As an athlete on the acrobatics and tumbling team here at Gannon, I understand traveling cross country, multiple times within one semester even in order to compete against necessary opponents. In my freshman season, 2022, the team flew out to California and Oregon to compete against Azusa Pacific and later that week against Oregon. Later that semester, the week before final exams, we traveled back out to Eugene for the NCATA National Championship, then arrived back on campus the evening before the first day of exams. The next season the team made a similar trip, from California to Oregon, and added on a bus trip to South Carolina. This season we’ve traveled to North Carolina, and Texas, and will head to Connecticut in early April.

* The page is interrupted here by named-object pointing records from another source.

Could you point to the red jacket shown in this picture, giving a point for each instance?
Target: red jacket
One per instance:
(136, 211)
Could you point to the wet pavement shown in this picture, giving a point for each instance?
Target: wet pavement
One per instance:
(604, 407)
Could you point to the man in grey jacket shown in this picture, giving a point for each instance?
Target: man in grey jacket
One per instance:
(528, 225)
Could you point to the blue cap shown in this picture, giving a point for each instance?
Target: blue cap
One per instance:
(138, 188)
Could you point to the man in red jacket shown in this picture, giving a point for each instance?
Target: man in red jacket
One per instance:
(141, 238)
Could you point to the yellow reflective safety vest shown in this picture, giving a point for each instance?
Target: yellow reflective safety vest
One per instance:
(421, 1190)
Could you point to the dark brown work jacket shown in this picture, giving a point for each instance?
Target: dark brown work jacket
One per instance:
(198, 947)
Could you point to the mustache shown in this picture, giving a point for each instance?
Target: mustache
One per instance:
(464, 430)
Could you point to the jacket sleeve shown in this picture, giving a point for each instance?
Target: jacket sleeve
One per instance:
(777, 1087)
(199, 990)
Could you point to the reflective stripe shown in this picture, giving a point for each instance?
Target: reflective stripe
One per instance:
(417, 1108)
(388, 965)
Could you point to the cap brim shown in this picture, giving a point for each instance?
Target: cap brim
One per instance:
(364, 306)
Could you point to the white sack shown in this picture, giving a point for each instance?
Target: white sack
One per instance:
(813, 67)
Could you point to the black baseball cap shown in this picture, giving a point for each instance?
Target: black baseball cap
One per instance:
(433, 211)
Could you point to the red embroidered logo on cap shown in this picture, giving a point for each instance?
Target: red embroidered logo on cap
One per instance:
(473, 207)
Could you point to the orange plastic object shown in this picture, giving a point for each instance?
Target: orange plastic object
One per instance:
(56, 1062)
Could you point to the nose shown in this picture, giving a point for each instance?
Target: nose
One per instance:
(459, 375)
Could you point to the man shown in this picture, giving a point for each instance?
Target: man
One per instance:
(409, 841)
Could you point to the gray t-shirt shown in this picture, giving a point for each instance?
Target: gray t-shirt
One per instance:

I empathize with non-football athletes in the PAC-12 who are now thrust into a new student-athlete lifestyle they may not have necessarily signed up for. I knew coming to Gannon I would be nowhere close to home and be on the road often in order to compete at the level necessary. Athletes who may have dreamed about taking part in rivalries like “Battle for the Bay,” “Apple Cup,” “Civil War,” and many others are now forced to games with no connections, in order for football to achieve their image and monetary gains.
Athletes who may have chosen their particular programs for academics, and the ability to compete and travel closely to focus on those academics are now in a tight position with traveling and potentially missing valuable class time.
A new era of college athletics has ushered in. Money reigns supreme, obviously with NIL and now media rights/TV deals from conference to conference. The athlete has morphed into entertainment, and viewers and boards of decision-makers seem to forget that they’re students at a very high level on top of their athletic careers.